For example, here's an IBM research paper that leads and concludes with "we reimplemented doc2vec and made it work well", and whispers "but not as well as Le said". 
The statement Le and Mikolov's "Distributed Representations of Sentences and Documents", frequently cited as the original example of "doc2vec", could not be reproduced by Mikolov himself. is an overstatement - there was only one part that couldn't be completely reproduced.
It's true that Quoc Le's results on the dmpv version of doc2vec have been hard to reproduce. However, the very stackexchange link you cite above points out that it can be reproduced by not shuffling the data. It's likely that this was an oversight.
However - and it's an important thing - the reason this example gets some attention is because doc2vec is a very strong model even in dbow form.
here's an IBM research paper that leads and concludes with "we reimplemented doc2vec and made it work well"
No, they took the Gensim doc2vec implementation and experimented with parameters on different datasets.
Also, Mikolov's Word2Vec work was even more important than doc2vec and was fully reproducible and was released with code and trained models, while at Google.
Not really. Very often you will find the crucial details that make it work missing. Not sure if things have vastly improved over past 5-6 years.
For example. NIPS proceedings (like hundred of papers): https://papers.nips.cc/book/advances-in-neural-information-p... source code available (around 25, 2 of them in google github repos): https://www.reddit.com/r/MachineLearning/comments/5hwqeb/pro...
Most people on the Internet do.
That's a rather strong statement, for a company that has become one of the world's most complained-about black boxes.
But yes, they have done a lot of good in the computer science space.
Like many big companies, they want to commoditize their products' complements.
"Smart companies try to commoditize their products' complements."
And they're better at marketing than many - heard of the amazing new zlib replacement, Zstd? It's better in every way except one - unlike zlib (unconditionally patent free), it is only patent free as long as you don't sue Facebook.

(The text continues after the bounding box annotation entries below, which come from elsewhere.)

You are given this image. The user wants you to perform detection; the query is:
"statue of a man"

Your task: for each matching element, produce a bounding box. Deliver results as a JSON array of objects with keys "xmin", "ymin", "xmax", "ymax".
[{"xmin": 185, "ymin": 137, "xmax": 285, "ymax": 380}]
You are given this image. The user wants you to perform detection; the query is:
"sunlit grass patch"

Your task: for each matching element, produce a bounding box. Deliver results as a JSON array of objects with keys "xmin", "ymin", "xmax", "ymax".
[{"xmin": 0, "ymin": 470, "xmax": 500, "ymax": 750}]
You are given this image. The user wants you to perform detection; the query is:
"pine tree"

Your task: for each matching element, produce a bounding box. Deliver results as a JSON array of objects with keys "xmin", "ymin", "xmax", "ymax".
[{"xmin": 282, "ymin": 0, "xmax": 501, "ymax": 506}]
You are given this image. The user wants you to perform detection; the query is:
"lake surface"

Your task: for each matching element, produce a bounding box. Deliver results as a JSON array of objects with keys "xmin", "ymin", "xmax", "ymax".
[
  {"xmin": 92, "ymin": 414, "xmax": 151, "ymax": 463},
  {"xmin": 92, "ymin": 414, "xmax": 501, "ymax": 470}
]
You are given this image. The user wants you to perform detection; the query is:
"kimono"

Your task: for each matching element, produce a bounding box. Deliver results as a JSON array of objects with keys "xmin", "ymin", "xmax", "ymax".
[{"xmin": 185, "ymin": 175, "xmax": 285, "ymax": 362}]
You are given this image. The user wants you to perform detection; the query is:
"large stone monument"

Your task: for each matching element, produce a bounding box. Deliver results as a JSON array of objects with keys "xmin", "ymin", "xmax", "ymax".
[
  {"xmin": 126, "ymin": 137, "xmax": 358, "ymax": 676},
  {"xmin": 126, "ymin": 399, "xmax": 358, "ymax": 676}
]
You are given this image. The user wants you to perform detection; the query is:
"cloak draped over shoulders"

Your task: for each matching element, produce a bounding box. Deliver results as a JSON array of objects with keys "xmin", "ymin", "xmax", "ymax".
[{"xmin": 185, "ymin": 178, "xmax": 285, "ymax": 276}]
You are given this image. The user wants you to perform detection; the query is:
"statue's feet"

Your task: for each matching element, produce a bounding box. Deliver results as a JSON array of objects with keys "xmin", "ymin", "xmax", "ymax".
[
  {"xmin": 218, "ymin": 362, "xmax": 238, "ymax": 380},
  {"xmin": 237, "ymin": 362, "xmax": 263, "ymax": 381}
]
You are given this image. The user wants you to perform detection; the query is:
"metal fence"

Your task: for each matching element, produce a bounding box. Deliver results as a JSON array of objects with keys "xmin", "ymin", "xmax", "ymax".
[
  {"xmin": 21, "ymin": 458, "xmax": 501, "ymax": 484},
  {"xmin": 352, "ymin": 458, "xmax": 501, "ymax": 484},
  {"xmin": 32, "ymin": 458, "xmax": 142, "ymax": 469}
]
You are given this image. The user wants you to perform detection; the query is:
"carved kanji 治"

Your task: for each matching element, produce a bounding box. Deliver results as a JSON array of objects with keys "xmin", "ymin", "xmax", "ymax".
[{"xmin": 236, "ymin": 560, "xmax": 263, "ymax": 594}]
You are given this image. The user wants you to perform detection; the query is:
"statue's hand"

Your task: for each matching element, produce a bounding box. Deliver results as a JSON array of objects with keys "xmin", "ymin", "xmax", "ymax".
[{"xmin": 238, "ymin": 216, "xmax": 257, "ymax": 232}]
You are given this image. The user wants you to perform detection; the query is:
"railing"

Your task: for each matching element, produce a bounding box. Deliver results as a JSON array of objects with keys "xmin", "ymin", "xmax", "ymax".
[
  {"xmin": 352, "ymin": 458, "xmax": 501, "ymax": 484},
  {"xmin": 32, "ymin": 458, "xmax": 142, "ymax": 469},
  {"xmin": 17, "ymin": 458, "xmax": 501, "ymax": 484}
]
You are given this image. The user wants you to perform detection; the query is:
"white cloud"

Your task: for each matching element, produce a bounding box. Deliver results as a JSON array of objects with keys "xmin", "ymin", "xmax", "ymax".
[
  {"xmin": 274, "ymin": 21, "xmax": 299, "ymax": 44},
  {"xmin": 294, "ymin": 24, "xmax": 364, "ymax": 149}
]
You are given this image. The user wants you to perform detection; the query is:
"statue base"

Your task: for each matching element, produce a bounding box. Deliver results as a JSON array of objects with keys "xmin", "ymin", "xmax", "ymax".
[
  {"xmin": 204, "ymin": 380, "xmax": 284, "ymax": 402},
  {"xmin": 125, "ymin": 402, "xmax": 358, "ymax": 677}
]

But almost no one is aware of that.
Or is the comment only tangential to OP?
pre-trained models: https://github.com/facebookresearch/fairseq#evaluating-pre-t...
Can anyone else give us an ELI5?
Traditional Neural Networks worked like this: You have k inputs to a layer, and j outputs, so you have O(k * j) parameters, effectively multiplying the inputs by the parameter to get the outputs. And if you have lots of inputs to each layer, and lots of layers, you have a lot of parameters. Too many parameters = overfitting to your training data pretty quickly. But you want big networks, ideally, to get super accuracy. So the question is how to reduce the number of parameters while still having the same 'power' in the network.
CNNs (Convolutional Neural Networks) solve this problem by tying weights together. Instead of multiplying every input by every output, you build a small set of functions at each layer with a small number of parameters in each, and multiple nearby groups of inputs together. Images are the best way to describe this: a function will take as inputs small (3x3 or 5x5) groups of pixels in the image, and output a single result. But they apply the same function all over the image. Picture a little 5x5 box moving around the image, and running a function at each stop.
This has given some pretty incredible results in the image-recognition problem space, and they're super simple to train.
Another approach, Recurrent Neural networks (RNNs) turns the model around in a different way. Instead of having a long list of inputs that all come at once, it takes each input one at a time (or maybe a group at a time, same idea) and runs the neural-network machinery to build up to a single answer. So you might feed it one word at a time of input in English, and after a few words, it starts outputting one word at a time in French until the inputs run out and the output says its the end of the sentence.
What Facebook is doing is applying CNNs to text-sequence and translation problems. It seems to me that what they have here is kind of a RNN-CNN hybrid.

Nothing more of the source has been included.